I agree entirely with the case for 'no platform' put recently at Lenin's Tomb. The opposing arguments - for allowing fascists space to espouse their views in the media - remain very weak and unconvincing. Such opportunities for airtime or press coverage automatically confer a degree of legitimacy, making the BNP seem more mainstream and respectable than any fascist organisation deserves.
Copmromising on 'no platform' in the media can lead, even if not intended, to compromises in other areas, such as the Nazis' access to platforms in trade unions, student unions etc. If it's seen as reasonable for them to appear on TV and radio, why not in any other arena? It is therefore essential that anti-racists maintain a principled stand and campaign to prevent BNP access to the airwaves.

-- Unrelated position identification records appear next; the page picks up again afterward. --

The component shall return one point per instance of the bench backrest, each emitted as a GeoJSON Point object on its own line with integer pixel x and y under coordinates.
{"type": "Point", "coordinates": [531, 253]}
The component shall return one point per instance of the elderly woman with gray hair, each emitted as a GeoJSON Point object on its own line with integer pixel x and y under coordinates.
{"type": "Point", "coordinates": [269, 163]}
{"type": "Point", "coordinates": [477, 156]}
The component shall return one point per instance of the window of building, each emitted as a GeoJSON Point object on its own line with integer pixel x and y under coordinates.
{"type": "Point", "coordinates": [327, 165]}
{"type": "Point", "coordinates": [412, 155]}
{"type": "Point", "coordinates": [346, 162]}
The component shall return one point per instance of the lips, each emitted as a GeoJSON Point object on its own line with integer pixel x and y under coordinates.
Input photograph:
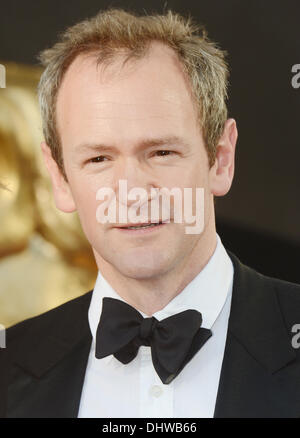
{"type": "Point", "coordinates": [140, 226]}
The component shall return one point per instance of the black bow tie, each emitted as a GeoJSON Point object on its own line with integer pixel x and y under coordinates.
{"type": "Point", "coordinates": [173, 341]}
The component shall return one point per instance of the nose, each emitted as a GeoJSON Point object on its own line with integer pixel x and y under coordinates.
{"type": "Point", "coordinates": [133, 175]}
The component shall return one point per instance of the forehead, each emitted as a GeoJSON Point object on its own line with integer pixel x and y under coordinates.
{"type": "Point", "coordinates": [151, 93]}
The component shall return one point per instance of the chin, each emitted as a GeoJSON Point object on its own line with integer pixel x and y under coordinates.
{"type": "Point", "coordinates": [141, 264]}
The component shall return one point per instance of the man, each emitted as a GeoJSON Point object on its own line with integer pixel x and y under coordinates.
{"type": "Point", "coordinates": [176, 326]}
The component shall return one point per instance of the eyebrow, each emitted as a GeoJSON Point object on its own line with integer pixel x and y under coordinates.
{"type": "Point", "coordinates": [143, 144]}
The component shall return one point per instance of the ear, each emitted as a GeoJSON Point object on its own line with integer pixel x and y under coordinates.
{"type": "Point", "coordinates": [221, 173]}
{"type": "Point", "coordinates": [61, 190]}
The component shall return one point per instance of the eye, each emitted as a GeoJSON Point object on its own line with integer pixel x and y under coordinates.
{"type": "Point", "coordinates": [163, 153]}
{"type": "Point", "coordinates": [98, 159]}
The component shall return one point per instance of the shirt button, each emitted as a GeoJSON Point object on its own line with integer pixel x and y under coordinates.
{"type": "Point", "coordinates": [156, 391]}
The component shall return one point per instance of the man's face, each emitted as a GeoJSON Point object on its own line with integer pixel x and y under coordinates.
{"type": "Point", "coordinates": [113, 125]}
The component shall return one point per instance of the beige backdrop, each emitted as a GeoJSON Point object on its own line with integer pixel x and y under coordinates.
{"type": "Point", "coordinates": [45, 259]}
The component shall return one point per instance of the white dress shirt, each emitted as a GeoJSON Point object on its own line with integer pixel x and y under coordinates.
{"type": "Point", "coordinates": [134, 390]}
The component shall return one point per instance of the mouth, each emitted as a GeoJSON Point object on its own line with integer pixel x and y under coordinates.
{"type": "Point", "coordinates": [142, 227]}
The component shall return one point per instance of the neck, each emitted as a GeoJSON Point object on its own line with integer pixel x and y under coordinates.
{"type": "Point", "coordinates": [151, 295]}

There should be no exceptions to this. Occasionally there will be a situation that seems tricky - what if anti-racist representatives are invited to take part in, say, a discussion segment in Newsnight alongside a BNP spokesperson? But accepting an invitation like that means implicitly accepting the BNP's 'right' to express its vile opinions and stir up hatred in the media, however strenuously you may condemn them. It immediately makes it seem respectable to debate or discuss with fascists.
We should therefore be re-doubling efforts to prevent the BNP getting the oxygen of publicity they so desperately crave. This means combining viewers' and listeners' protests - which should be co-ordinated and promoted as much as possible - with the potential of media workers to organise against those allowing the Nazis a platform. Whether it is pickets of studios, mass complaints through email, or campaigns by broadcasting unions, activities to marginalise the BNP's presence and push them out of the limelight are vital.